There’s a bit to cover here, so let’s get straight into it.
What’s led us to this point?
Westgold originally made its intentions known to acquire Gascoyne in an unsolicited, conditional off-market takeover offer for all of the company’s outstanding shares.
The scrip offer was proposed at an exchange of 1 Westgold share for every 4 Gascoyne shares. The Gascoyne share price popped 21% on the day of the announcement.
Gascoyne has remained committed to the Firefly merger, making mention of it in each update on the Westgold proposal.

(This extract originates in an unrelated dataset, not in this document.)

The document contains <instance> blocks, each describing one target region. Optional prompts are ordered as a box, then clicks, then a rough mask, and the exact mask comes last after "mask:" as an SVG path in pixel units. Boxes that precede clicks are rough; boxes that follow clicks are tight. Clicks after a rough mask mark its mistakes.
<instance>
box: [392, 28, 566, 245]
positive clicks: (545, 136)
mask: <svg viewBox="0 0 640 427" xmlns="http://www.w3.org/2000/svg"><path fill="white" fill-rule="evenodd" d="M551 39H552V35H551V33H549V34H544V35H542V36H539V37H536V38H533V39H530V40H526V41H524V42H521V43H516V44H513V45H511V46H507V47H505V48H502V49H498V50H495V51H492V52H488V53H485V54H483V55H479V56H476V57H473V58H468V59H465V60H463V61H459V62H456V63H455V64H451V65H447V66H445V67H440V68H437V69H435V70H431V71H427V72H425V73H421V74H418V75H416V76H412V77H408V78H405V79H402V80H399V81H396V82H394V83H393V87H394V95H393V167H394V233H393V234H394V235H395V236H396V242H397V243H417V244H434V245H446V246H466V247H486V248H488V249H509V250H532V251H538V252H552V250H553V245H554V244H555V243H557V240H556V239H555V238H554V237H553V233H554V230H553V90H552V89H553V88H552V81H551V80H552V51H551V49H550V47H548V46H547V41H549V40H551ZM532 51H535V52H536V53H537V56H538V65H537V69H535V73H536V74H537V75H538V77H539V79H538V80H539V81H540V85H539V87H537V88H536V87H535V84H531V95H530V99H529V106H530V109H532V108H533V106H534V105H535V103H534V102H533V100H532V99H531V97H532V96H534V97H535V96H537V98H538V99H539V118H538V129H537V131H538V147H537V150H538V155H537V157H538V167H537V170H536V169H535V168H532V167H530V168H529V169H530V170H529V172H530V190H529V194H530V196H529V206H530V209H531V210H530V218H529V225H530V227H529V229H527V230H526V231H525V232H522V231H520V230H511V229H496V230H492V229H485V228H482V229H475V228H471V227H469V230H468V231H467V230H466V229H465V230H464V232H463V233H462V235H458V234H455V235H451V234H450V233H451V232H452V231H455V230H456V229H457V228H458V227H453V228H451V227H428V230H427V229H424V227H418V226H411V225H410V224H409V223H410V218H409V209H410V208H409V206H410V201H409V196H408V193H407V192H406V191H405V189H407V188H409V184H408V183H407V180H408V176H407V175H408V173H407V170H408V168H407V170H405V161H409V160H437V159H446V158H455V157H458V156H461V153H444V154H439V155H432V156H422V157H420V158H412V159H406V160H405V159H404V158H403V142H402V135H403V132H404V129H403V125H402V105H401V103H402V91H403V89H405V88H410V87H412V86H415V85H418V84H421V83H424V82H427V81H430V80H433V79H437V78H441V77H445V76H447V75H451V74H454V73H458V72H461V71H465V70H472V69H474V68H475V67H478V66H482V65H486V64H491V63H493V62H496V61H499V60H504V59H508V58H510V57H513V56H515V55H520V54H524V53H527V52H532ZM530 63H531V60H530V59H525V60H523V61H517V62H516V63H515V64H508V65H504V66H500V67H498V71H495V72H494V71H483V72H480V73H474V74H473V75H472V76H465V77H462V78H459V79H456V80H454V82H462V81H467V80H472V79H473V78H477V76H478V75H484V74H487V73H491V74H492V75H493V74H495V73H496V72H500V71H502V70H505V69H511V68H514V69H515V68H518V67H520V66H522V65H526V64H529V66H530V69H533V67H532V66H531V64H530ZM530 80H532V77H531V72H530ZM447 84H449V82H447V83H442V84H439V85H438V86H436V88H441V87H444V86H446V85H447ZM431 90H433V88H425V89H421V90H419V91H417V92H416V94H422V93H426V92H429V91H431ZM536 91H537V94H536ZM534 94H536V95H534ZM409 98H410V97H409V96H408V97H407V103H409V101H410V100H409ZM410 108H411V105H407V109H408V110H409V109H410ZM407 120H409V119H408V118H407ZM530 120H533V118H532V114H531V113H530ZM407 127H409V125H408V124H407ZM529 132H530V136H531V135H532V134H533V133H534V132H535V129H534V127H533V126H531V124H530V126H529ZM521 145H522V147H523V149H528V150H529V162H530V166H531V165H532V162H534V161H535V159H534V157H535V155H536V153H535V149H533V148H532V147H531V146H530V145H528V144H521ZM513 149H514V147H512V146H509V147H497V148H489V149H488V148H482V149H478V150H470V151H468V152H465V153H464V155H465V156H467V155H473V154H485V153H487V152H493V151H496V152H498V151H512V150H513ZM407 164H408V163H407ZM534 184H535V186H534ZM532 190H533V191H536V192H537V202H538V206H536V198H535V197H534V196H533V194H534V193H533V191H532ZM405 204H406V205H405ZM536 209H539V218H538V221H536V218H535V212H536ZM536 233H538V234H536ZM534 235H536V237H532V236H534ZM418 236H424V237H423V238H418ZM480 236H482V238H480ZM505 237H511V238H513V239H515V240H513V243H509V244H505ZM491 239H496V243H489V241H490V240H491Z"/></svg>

What makes things more challenging is that Wesgold’s offer, in effect, is contingent on the Firefly scheme not going ahead.
What happened next?
Around two weeks after Westgold first made its move, Gayscoyne’s board unanimously recommended its shareholders reject the offer.
The company’s major shareholder Deutsche Balaton AG1 – who holds 22% of Gayscone’s float – also recommended shareholders reject the proposal at the time.

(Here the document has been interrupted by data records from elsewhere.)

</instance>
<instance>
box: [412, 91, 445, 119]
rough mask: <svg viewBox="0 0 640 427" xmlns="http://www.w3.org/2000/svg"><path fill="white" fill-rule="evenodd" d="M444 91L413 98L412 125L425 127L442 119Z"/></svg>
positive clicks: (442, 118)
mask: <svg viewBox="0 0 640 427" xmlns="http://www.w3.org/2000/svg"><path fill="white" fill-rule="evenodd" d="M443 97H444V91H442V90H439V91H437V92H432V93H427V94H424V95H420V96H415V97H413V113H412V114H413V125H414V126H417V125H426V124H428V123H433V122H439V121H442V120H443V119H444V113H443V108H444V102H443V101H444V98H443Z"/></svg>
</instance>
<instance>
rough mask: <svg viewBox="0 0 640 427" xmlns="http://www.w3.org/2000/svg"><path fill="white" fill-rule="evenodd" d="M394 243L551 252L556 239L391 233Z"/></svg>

Instead, Gascoyne unveiled its “enhanced business plan” where it reiterated its FY22 production forecast of 70-80koz on a substantially lower cost base.
Gascoyne then reiterated its recommendation to reject the Westgold offer on 18 October, advocating to “take no action in response to all correspondence from Westgold”.

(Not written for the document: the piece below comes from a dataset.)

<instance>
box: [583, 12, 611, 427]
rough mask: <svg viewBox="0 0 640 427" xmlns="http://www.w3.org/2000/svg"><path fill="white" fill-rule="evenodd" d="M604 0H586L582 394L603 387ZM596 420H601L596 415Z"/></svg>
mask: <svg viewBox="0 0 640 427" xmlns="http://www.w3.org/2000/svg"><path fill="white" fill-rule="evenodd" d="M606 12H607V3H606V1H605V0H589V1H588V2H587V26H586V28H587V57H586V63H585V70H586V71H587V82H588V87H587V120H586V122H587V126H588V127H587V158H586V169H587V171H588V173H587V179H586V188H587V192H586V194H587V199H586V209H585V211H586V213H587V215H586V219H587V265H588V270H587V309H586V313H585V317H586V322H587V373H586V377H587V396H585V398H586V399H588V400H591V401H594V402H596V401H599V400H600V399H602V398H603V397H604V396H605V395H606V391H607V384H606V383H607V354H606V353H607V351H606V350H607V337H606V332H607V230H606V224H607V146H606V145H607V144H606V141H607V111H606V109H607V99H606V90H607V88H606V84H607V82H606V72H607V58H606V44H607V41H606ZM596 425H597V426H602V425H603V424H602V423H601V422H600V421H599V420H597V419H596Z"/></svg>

But Westgold wasn’t done there. It submitted an application to the Australian government’s Takeovers Panel a couple of weeks ago.
It stated that “Gascoyne shareholders are being denied any opportunity to consider the Westgold Offer within a reasonable time period and with reasonable board recommendation and disclosure”.
It also revised its offer, increasing its scrip bid to 3 Westgold shares for every 11 Gascoyne shares, valuing the Gascoyne share price at 53 cents per share and the company at $133 million.
Of course, Gascoyne hit back
The company considered key aspects of the Westgold statement to be “misleading” and strenuously refuted statements that its updated business plan “escalates operational and financial risk to the company”.
Now Deutsche Balaton has chimed back in, explaining it does not support carrying out the scheme of arrangement with Firefly. It says it “does not believe that transaction is in the best interests of Gascoyne shareholders”, according to a release from the company on Monday.
In fact, Deutsche Balaton now considers the Westgold offer is superior to the Firefly scheme, as per a release out of Gascoyne’s camp today.
In the meantime, the Takeovers Panel also advised it has “decided not to make an interim order” in an announcement today.
Now, amid mounting pressures, Gascoyne admits that it “continues to review the Westgold offer and is taking advice from its legal and financial advisors” on the matter.
Its advisors are commissioned with examining the “ability of the Westgold offer conditions to be met, most notably the condition contained in section 7.2(a)” – the Firefly contingency.
Gascoyne again reiterated today that it recommends shareholders to take no action in relation to Westgold’s offer, at least until the review is complete.
Doubtless, there is more to come with this saga and the final decision will, ultimately, be left up to Gascoyne’s shareholders when the time arrives.
After exiting a trading halt, the Gascoyne share price finished the day 15.66% in the green. It closed the session at 48 cents apiece – a 3-month high for shareholders to enjoy.